5/99 in decimals can be written as 0.050505... It is a recurring decimal, showing it will repeat the same sequence of digits infinitely.

Explanation

To get 5/99 in decimal, we will use the division method. Here as 5 is smaller than 99, we will take help of the decimal method which will give us 0.050505... Let's see the step-by-step breakdown of the process:

Step 1: Identify the numerator and denominator because the numerator (5) will be taken as the dividend and the denominator (99) will be taken as the divisor.

Step 2: As 5 is smaller than 99, it can't be divided directly, so we will take the help of decimals. We will add 0 to the dividend, which will make 5 as 50 and add a decimal point in the quotient place.
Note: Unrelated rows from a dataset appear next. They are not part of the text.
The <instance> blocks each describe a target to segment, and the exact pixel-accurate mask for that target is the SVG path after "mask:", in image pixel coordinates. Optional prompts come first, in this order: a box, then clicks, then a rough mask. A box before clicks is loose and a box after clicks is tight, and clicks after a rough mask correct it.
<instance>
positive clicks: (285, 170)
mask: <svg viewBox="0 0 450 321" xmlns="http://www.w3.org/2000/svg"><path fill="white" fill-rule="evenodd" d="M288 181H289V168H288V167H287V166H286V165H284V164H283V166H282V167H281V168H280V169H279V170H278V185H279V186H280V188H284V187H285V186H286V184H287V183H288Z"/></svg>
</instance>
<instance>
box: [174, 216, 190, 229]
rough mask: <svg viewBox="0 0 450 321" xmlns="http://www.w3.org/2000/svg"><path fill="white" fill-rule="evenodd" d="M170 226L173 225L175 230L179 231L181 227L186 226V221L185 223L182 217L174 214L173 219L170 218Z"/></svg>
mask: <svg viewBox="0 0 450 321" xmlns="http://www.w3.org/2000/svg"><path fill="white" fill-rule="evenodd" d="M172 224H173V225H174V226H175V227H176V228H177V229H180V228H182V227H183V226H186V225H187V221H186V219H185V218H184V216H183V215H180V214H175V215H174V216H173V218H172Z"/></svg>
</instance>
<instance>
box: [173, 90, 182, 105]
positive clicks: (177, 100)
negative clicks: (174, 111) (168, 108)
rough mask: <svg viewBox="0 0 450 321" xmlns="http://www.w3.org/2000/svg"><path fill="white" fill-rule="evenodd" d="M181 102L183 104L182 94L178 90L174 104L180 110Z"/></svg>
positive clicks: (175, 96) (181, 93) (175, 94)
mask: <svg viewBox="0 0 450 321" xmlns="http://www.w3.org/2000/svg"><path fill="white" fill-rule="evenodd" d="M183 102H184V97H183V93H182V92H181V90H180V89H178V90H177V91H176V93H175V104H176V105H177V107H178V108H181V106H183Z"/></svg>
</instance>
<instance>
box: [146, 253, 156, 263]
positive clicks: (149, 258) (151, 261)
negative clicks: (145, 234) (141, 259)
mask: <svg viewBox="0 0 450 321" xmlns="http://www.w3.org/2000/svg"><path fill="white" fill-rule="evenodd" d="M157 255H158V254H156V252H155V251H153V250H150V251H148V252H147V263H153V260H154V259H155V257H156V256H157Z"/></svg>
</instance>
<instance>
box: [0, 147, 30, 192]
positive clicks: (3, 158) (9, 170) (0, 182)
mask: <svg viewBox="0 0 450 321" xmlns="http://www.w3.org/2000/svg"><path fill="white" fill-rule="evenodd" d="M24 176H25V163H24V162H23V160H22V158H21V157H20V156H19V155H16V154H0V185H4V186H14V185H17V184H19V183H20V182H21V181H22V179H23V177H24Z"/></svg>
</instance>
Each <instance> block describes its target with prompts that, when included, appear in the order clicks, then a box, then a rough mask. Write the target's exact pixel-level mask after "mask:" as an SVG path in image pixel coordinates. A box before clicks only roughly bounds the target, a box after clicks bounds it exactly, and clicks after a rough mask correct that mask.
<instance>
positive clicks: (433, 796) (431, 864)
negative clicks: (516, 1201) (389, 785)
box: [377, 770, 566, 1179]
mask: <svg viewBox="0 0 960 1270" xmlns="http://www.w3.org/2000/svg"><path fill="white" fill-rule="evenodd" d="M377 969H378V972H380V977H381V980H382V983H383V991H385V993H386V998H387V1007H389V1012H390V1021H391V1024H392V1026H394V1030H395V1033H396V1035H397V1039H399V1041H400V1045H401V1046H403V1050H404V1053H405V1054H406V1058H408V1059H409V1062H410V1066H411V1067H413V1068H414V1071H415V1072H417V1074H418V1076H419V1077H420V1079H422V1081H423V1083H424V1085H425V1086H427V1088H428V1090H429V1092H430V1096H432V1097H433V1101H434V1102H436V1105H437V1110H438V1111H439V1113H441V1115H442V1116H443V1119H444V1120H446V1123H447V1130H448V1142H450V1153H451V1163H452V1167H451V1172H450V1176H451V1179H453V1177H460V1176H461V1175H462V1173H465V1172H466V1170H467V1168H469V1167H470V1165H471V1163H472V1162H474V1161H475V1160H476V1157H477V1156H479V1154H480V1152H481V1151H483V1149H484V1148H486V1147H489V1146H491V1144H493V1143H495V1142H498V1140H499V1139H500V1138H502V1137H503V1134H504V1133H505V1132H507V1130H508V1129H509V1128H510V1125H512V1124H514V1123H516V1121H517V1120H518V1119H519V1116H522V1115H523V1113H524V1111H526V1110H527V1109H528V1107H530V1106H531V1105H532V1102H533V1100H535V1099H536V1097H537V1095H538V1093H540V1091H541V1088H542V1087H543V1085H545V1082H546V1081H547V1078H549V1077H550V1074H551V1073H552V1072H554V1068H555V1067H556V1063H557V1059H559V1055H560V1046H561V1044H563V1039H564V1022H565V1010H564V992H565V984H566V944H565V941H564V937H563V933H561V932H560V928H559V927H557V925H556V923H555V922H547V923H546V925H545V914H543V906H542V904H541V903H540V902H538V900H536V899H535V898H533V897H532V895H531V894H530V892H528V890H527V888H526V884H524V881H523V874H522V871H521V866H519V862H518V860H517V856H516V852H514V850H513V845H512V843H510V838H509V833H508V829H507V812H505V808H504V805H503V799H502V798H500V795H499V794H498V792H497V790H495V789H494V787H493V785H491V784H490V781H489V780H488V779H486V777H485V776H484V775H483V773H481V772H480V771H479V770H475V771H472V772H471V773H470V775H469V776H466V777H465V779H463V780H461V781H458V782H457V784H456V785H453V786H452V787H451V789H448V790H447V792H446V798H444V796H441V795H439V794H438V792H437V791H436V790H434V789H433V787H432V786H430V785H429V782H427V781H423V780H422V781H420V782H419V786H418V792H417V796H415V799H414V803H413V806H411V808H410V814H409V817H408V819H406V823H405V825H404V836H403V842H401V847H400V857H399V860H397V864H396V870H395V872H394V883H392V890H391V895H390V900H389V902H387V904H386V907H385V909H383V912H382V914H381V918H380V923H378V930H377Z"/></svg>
Step 3: Now that it is 50, we can divide it by 99. As 50 is still too small, we add another 0 to make it 500.

Step 4: Divide 500 by 99. The closest multiple of 99 is 495 (99 × 5), so we write 5 in the quotient place and subtract 495 from 500 to get 5.

Step 5: Bring down another 0 in the dividend place to make it 50 again, and repeat the division process. The division process continues, repeating the sequence "05". This process is called a recurring decimal.

The answer for 5/99 as a decimal will be 0.050505...

• Fraction: A numerical quantity that is not a whole number, representing a part of a whole.
   
• Decimal: A number that uses the base ten and includes a decimal point to separate the whole part from the fractional part.
   
• Numerator: The top part of a fraction, indicating how many parts of the whole are being considered.
   
• Denominator: The bottom part of a fraction, showing how many parts make up a whole.
   
• Recurring Decimal: A decimal fraction in which a figure or group of figures is repeated indefinitely.